Add csrf token to all forms

[aturkewi]

Closes #3

Adds CSRF support to all forms.

I was a little torn on how to make this token accessible in the view. I ended up opting to put it in conn.assigns rather than explicitly passing it into Template.details and then down through all the partials. The reason for this was because this would require changing a lot of files and pretty much every template test. If this is the preferred route to go though, I can update the PR to work that way.

I also wasn't sure the best way to put in a test for this, so I just added a test ensuring that the CSRF token was on the page. I also didn't put any tests around :protect_from_forgery because it felt outside of the scope of this project. I would expect the app implementing this package would handle this. I did test using this build of the package in an app that I am working on both with and without :protect_from_forgery and it worked fine both ways (so sending up the csrf token is not a problem even if the protect is not on).

Please let me know if there's anything that needs to be changed or updated!

[tompave]

Looks good, thanks 👍

[tompave]

Actually, sorry, I think that this template needs the hidden field too:

https://github.com/tompave/fun_with_flags_ui/blob/master/lib/fun_with_flags/ui/templates/new.html.eex#L27

[aturkewi]

Good catch. Just did a global search to check every <form to ensure the token was there and found a delete form that it was missing from as well. Should be all set now.

[tompave]

That's great, thank you.

[dideler]

Hi all, wondering how to go about adding the same protection when using Plug (and not using Phoenix).
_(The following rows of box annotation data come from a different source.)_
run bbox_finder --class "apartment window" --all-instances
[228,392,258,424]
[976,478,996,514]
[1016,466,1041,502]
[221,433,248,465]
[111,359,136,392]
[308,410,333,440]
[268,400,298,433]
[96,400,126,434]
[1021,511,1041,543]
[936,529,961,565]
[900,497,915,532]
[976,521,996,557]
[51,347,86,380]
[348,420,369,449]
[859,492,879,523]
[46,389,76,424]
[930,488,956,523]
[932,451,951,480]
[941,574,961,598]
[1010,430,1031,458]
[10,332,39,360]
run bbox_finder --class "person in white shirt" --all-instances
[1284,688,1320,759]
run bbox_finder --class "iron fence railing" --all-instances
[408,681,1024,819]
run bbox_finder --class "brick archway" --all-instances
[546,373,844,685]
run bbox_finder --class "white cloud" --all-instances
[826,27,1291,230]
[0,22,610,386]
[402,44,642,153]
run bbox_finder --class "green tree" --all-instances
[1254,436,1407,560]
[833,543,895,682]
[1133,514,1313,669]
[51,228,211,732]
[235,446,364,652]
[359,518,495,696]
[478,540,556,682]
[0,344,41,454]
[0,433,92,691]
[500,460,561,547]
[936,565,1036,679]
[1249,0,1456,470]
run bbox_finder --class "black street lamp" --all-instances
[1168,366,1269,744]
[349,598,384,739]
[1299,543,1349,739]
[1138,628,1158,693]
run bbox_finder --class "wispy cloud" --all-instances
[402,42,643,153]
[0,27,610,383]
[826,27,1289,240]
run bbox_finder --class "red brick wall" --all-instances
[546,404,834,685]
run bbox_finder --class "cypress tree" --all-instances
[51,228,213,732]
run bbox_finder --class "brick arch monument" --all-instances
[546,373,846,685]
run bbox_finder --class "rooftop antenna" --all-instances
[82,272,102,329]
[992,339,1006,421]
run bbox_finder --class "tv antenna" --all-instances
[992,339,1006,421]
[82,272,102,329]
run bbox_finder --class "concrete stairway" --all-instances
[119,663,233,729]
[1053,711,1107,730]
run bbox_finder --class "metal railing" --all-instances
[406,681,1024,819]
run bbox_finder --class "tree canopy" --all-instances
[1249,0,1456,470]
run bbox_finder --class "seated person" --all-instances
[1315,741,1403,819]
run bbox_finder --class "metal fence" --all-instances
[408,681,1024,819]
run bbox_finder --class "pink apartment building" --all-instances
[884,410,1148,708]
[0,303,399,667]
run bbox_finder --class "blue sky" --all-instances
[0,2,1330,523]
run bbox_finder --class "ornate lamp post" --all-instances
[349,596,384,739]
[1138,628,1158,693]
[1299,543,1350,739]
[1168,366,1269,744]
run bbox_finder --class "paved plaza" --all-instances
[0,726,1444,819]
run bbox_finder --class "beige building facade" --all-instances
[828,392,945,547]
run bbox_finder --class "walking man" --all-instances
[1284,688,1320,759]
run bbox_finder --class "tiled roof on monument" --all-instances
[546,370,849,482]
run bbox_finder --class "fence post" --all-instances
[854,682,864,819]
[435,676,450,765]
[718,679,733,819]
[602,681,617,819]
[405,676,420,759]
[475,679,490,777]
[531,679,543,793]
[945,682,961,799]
Was getting this warning with fun_with_flags v1.1.0 and fun_with_flags_ui v0.7.1.

[warn] CSRF protection won't work unless your host application uses the session plug module=FunWithFlags.UI.Router function=protect_from_forgery/2 line=308

Tried adding the Plug.CSRFProtection plug but then I run into session fetching issues.

I'll troubleshoot this more later, but asking in case it's obvious to someone else.

[aturkewi]

Hi @dideler it sounds like you may need to fetch the session before calling the Plug.CSRFProtection plug. I think you should be able to do that by adding Plug.Conn.fetch_session before the csrf protection plug.

[dideler]

The router now looks like this

defmodule Flags.Router do
  use Plug.Router

  plug Plug.Static, at: "/", from: :flags
  plug :match
  plug :dispatch

  plug :fetch_session
  plug Plug.CSRFProtection

  forward "/flags", to: FunWithFlags.UI.Router, init_opts: [namespace: "flags"]
end

But getting an error that the plug needs to be configured.

cannot fetch session without a configured session plug

Tried configuring the session plug; the diff now looks like

+ plug Plug.Session, store: :ets, key: "_flags_session", table: :session
+ plug :fetch_session
+ plug Plug.CSRFProtection

Which gives this error when using the flags UI

(Plug.Conn.AlreadySentError) the response was already sent

With the warning

CSRF protection won't work unless your host application uses the session

Parking for now, but will give an update if I make any progress.